Who among the living will ever forget that poor unfortunate girl, in the State of Georgia, who was assassinated in the ball room by a jealous young wife? The civilized world was shocked by the announcement of this terrible tragedy, which was purely the fruit of the ball room. These parties were not of the low and vulgar, but were of the society people of the age. How many husbands have in the same way and for the same cause had all the baser, brutish passions aroused to such an extent as to have their reasoning faculties dethroned, and have been driven by the raging devils within to commit many of the greatest, most shameful and most disgraceful crimes that ever blackened the records of a criminal court? How many have cursed and abused their wives while on the way home from the ball room? How many, after their arrival at home, have used their superior physical strength in abusing their wives in a most shameful and disgraceful manner? How much of all this was the result of a frenzied imagination, and not for any real misconduct? How many of all these cruel wrongs and outrages are never known except by the parties themselves? How many fathers and mothers have neglected their children by leaving them in incompetent and unsafe hands, while they spent the night in the ball room? How many husbands have left their wives, in poor health, sometimes sick in bed, with two or three little children crying around them, while they have spent the night in the ball room dancing with other women? How many men and women, and especially women, from physical and mental causes superinduced by the effects of the ball room, have been driven to madness, and have thus become inmates of insane asylums, or have deliberately taken their own lives? O! for the pen of a Milton or a Pollock! But this would not suffice, because these questions can only be answered at the Judgment Bar of God, when the secrets of all hearts shall be made known.
THEY WILL BE ANSWERED THEN.
How many girls have innocently and ignorantly killed themselves, or have sown the seed of some terrible lingering disease, by checking the course of nature, by bathing or otherwise, in their preparation for the ball room, which they would not have done to attend any other place? How many women, all over the country, are suffering the pangs of death from this cause alone?

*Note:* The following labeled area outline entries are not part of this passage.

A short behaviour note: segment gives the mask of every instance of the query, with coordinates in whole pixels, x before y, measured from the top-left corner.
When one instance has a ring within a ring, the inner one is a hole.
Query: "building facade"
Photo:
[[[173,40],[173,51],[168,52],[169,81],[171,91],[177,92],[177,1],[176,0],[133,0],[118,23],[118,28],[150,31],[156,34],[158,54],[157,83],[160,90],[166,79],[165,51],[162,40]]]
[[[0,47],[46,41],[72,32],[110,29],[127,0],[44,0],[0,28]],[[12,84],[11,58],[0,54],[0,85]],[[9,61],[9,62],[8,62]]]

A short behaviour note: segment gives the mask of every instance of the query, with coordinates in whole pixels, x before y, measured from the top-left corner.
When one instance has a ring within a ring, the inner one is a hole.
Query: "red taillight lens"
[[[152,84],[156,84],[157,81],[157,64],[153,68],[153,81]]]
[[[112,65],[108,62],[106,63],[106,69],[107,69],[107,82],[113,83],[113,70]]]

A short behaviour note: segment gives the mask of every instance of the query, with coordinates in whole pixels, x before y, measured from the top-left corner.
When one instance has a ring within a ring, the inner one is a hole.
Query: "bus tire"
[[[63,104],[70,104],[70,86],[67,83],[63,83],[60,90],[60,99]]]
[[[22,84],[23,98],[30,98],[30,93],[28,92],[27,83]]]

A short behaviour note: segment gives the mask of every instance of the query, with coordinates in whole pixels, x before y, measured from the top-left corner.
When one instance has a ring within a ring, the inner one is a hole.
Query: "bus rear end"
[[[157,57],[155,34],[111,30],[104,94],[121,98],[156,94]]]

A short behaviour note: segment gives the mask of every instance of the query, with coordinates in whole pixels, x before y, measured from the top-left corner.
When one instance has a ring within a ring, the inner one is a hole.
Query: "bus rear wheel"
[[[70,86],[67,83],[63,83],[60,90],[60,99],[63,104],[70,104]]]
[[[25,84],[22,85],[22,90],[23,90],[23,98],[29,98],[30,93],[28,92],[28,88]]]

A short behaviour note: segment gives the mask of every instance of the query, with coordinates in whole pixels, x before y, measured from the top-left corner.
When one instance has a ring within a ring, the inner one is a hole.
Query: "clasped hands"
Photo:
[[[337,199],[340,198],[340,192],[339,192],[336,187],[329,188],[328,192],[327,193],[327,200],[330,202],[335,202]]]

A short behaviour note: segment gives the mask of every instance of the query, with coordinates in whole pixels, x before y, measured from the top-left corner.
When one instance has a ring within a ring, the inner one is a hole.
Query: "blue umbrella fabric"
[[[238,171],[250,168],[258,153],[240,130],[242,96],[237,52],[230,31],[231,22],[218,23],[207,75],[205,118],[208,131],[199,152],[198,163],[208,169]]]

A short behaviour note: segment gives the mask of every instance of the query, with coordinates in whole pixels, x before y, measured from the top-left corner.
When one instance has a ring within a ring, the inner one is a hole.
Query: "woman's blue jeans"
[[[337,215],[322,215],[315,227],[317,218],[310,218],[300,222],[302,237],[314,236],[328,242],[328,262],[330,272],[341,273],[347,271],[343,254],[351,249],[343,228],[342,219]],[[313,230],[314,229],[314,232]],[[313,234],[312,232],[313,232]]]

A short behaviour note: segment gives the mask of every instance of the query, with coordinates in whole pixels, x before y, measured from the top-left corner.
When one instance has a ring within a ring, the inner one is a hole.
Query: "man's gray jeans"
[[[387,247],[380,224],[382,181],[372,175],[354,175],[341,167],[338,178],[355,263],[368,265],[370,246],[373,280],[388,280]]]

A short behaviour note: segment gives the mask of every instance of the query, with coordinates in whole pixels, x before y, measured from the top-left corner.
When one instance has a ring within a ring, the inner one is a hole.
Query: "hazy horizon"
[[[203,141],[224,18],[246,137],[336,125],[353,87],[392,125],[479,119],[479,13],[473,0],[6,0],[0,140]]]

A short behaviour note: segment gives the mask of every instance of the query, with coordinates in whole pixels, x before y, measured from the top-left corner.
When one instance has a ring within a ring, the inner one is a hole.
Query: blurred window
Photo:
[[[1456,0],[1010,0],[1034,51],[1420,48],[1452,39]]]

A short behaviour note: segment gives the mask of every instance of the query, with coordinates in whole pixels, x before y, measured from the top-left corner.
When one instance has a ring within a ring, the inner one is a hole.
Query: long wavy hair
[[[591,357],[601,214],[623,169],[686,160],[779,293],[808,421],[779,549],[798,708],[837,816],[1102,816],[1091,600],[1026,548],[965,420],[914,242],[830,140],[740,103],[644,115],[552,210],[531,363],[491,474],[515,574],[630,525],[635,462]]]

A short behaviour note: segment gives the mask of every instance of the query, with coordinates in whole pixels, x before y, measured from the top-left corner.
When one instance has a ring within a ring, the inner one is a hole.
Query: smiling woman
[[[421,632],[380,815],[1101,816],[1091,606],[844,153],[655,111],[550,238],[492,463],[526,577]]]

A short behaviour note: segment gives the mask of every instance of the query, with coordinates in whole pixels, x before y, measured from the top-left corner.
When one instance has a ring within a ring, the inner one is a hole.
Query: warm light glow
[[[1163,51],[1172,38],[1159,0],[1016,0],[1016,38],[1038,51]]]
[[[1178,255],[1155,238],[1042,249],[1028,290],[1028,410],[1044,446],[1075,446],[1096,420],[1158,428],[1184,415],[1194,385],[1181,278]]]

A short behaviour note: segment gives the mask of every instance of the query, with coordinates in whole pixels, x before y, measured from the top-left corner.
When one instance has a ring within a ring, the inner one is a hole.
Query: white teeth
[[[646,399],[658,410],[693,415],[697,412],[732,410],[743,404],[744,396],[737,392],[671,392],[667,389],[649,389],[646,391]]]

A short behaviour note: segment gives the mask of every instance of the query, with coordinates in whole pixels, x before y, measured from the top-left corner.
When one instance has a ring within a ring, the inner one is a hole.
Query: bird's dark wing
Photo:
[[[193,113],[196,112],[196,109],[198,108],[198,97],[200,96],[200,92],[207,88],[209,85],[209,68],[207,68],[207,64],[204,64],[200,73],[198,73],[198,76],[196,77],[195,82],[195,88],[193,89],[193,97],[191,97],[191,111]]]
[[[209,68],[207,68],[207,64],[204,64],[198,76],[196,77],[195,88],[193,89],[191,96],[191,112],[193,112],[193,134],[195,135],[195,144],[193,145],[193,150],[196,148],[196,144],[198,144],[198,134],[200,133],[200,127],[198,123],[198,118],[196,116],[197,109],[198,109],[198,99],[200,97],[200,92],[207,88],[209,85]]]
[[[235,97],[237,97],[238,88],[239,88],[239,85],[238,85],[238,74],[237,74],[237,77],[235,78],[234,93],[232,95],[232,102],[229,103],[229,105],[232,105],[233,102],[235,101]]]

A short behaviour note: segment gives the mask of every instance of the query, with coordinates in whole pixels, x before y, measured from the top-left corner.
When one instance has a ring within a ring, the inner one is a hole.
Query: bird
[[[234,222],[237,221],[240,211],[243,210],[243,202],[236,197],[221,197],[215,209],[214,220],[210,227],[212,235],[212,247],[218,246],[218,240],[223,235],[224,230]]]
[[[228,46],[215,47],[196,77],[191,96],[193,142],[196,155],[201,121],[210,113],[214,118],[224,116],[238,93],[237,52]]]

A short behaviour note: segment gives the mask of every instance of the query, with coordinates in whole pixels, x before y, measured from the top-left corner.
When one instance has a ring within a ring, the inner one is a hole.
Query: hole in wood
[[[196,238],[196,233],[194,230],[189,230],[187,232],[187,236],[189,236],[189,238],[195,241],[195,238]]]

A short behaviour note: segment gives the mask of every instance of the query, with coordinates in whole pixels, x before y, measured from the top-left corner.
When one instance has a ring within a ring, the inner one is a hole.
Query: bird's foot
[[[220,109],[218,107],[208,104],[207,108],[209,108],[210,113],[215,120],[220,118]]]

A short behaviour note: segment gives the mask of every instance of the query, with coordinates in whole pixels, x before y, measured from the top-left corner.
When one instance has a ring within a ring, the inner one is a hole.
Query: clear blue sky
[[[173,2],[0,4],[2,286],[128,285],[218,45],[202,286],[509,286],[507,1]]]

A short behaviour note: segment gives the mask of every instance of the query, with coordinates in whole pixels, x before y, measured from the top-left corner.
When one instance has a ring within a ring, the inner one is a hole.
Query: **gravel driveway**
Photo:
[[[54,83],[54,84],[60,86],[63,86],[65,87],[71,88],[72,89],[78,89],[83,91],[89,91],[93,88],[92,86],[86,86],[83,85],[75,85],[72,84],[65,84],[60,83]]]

One of the handsomest and most accomplished girls I ever knew, at the age of eighteen, ignorantly killed herself in this way. I know through physicians of many others who have wrecked their health in the same way. Let the invalids among the women tell their physicians the truth, and then let the physicians and the graves speak out, and the world would be horror-stricken at the awful report. Whiskey has slain its thousands, but the ball, the hop, the dance, its tens of thousands.